Mixture of Experts Softens the Curse of Dimensionality in Operator Learning
Anastasis Kratsios, Takashi Furuya, Jose Antonio Lara Benitez, Matti Lassas, Maarten de Hoop
TL;DR
The paper tackles the challenge of scaling operator learning to infinite-dimensional spaces by introducing a distributed mixture of neural operators (MoNO) arranged as a rooted routing tree. A central result is a distributed universal approximation theorem: any Lipschitz operator between Sobolev-function spaces on $[0,1]^d$ can be uniformly approximated on a Sobolev unit ball by a MoNO, with each active expert requiring depth, width, and rank that scale as $O(\varepsilon^{-1})$, while the total model grows with the number of leaves.
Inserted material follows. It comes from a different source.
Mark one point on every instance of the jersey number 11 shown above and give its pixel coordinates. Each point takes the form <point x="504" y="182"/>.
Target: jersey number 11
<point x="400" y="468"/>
This framework distributes the curse of dimensionality across many small, local experts, enabling feasible memory usage and on-demand loading of parameters, which supports scalable inference and training. Additional contributions include quantitative rates for classical neural operators and a detailed constructive proof that combines finite-dimensional encodings, rank-truncated integral-like mappings, and an efficient tree-based routing strategy. The results have practical implications for high-dimensional operator learning, offering a principled route to deploy large MoNOs on hardware with memory constraints and to apply operator learning to inverse problems and other infinite-dimensional settings. \n
Abstract
We study the approximation-theoretic implications of mixture-of-experts architectures for operator learning, where the complexity of a single large neural operator is distributed across many small neural operators (NOs), and each input is routed to exactly one NO via a decision tree. We analyze how this tree-based routing and expert decomposition affect approximation power, sample complexity, and stability. Our main result is a distributed universal approximation theorem for mixture of neural operators (MoNOs): any Lipschitz nonlinear operator between $L^2([0,1]^d)$ spaces can be uniformly approximated over the Sobolev unit ball to arbitrary accuracy $\varepsilon>0$ by an MoNO, where each expert NO has a depth, width, and rank scaling as $\mathcal{O}(\varepsilon^{-1})$. Although the number of experts may grow with accuracy, each NO remains small, enough to fit within active memory of standard hardware for reasonable accuracy levels. Our analysis also yields new quantitative approximation rates for classical NOs approximating uniformly continuous nonlinear operators uniformly on compact subsets of $L^2([0,1]^d)$.